## AI Blog Post Summarization with Hugging Face Transformation & Beautiful Soup Web Scraping
- YouTube Video - https://www.youtube.com/watch?v=JctmnczWg0U
- Github Repo - https://github.com/nicknochnack/Longform-Summarization-with-Hugging-Face

### 0. Installing Transformers and Importing Dependencies

In [None]:
%pip install transformers

In [None]:
from transformers import pipeline
from bs4 import BeautifulSoup
import requests

### 1. Load Summarization Pipeline

In [None]:
summarizer = pipeline("summarization")

### 2. Get Blog Post
We now will use `request` to get the BlogPage context then Scrap the page using `BeautifulSoup` 

In [None]:
URL = "https://vercel.com/blog/visual-editing"
page_body = requests.get(URL)

# Scraping the webpage
soup = BeautifulSoup(page_body.text,'html.parser')
results = soup.find_all(['h1','p'])

# Merging the text into one Article
text = [result.text for result in results]
ARTICLE = ' '.join(text)

### 3. Chunk Text
Now we need to split the data into chunks to make it easy to process. we will split the data based on `<eos>` instead of `?` , `.` and `!`, cause we need them in our results

In [None]:
# Splitting based on `<eos>`
ARTICLE = ARTICLE.replace('.',".<eos>")
ARTICLE = ARTICLE.replace('?',"?<eos>")
ARTICLE = ARTICLE.replace('!',"!<eos>")
sentenses = ARTICLE.split('<eos>')
sentenses[:10]

In [None]:
#! TODO Revise this again

MAX_CHUNK = 500
current_chunk = 0
chunks = []

for sentense in sentenses:
    if len(chunks) == current_chunk + 1:
        if len(chunks[current_chunk]) + len(sentense.split(' ')) <= MAX_CHUNK:
            chunks[current_chunk].extend(sentense.split(' '))
        else:
            current_chunk+=1
            chunks.append(sentense.split(' '))
    else:
        print(current_chunk)
        chunks.append(sentense.split(' '))
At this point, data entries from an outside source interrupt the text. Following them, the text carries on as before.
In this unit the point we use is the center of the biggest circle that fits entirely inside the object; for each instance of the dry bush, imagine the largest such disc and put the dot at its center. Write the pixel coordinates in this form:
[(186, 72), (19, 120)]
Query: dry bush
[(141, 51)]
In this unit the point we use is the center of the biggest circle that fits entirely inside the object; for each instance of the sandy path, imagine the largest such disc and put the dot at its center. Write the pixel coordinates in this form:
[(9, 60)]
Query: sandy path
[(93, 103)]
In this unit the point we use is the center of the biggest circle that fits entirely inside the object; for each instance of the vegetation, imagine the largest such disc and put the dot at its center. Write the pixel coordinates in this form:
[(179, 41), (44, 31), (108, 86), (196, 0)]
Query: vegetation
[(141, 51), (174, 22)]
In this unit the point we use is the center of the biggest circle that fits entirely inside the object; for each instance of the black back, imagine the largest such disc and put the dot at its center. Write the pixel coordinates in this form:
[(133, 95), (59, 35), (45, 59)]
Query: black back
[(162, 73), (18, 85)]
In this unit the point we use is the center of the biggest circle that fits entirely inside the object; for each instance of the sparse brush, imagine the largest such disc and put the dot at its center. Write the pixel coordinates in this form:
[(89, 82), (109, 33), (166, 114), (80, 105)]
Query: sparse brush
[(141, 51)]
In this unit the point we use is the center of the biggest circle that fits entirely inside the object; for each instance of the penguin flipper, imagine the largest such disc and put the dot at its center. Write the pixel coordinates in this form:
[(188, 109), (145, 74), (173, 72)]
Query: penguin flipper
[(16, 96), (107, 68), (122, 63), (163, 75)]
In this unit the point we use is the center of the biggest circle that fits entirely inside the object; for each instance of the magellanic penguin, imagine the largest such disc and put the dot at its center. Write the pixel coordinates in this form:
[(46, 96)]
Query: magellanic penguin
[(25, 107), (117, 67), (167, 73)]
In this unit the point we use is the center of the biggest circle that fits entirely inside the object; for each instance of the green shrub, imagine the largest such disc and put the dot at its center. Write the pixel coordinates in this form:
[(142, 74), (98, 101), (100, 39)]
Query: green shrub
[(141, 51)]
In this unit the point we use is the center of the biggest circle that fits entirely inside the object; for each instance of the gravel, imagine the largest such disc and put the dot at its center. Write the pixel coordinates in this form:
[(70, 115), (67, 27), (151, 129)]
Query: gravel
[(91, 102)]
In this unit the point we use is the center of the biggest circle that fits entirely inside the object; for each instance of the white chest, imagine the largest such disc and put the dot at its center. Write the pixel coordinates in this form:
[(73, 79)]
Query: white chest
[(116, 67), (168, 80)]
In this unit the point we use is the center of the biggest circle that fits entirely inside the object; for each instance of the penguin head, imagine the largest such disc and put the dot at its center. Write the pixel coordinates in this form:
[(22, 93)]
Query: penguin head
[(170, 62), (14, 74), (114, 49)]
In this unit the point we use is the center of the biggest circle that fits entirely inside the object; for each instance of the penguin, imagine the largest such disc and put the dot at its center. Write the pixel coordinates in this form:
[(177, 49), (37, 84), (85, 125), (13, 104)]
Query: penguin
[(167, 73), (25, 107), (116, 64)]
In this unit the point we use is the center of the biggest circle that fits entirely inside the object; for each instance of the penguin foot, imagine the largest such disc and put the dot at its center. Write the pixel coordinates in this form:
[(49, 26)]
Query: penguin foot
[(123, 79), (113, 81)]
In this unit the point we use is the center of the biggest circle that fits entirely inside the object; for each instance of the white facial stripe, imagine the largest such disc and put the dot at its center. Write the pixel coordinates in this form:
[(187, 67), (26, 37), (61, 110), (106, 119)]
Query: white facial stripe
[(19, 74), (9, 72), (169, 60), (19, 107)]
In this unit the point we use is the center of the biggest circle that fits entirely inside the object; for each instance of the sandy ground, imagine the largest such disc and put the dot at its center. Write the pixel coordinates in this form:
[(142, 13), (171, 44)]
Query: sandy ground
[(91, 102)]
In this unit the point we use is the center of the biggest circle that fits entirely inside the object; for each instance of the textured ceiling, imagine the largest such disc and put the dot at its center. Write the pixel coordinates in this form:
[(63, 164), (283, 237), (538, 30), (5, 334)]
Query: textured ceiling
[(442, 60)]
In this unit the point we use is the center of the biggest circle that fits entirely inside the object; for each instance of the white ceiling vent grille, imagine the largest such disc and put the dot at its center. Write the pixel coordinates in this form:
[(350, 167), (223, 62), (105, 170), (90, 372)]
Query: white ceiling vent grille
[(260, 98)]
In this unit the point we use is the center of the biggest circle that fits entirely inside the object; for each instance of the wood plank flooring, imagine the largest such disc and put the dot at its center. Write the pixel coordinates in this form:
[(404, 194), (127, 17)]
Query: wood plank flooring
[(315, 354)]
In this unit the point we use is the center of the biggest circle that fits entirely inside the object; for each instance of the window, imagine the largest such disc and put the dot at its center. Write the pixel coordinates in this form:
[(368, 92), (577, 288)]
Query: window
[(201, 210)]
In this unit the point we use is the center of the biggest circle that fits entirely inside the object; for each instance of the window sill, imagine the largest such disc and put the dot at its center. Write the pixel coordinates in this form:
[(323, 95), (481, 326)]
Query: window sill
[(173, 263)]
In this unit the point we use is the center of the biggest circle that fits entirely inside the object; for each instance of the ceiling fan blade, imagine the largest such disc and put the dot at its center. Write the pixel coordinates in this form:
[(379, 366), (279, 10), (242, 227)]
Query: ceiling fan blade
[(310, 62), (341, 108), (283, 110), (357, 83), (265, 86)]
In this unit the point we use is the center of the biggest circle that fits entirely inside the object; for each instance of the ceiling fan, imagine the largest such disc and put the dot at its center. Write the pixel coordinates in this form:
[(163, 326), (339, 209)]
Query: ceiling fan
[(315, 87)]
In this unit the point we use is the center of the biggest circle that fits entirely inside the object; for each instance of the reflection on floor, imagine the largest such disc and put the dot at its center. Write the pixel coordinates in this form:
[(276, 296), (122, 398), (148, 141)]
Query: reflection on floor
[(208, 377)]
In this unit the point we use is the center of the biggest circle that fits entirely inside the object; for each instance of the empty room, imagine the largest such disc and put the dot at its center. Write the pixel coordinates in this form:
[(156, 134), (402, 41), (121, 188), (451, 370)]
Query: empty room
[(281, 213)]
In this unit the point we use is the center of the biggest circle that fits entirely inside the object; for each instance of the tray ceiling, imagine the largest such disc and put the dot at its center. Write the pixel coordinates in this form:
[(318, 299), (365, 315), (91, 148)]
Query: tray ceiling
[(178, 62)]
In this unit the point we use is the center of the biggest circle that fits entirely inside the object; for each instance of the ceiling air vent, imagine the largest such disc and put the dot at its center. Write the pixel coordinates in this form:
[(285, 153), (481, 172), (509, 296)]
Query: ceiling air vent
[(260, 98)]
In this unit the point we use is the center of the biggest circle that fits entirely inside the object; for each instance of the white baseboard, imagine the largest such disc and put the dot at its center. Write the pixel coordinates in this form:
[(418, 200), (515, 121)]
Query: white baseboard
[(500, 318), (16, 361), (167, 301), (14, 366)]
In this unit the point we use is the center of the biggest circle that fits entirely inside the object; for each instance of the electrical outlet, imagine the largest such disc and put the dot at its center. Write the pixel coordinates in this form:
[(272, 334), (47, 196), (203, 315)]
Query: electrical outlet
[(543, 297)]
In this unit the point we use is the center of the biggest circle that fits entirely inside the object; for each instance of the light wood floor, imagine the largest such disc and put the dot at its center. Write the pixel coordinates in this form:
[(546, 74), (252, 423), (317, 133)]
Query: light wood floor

# Joining all Chunks        
for chunk_id in range(len(chunks)):
    chunks[chunk_id] = ' '.join(chunks[chunk_id])        

### 4. Summarize Text

In [None]:
res = summarizer(chunks , max_length = 120 , min_length = 30 , do_sample = False)

print(f"Type of Summarizer Result {type(res)}")

# The Summarization 
' '.join([summ['summary_text'] for summ in res])

### 5. Output to Text File

In [None]:
text = " ".join([summ['summary_text'] for summ in res])

with open('BlogSummary.txt' , 'w') as f:
    f.write(text)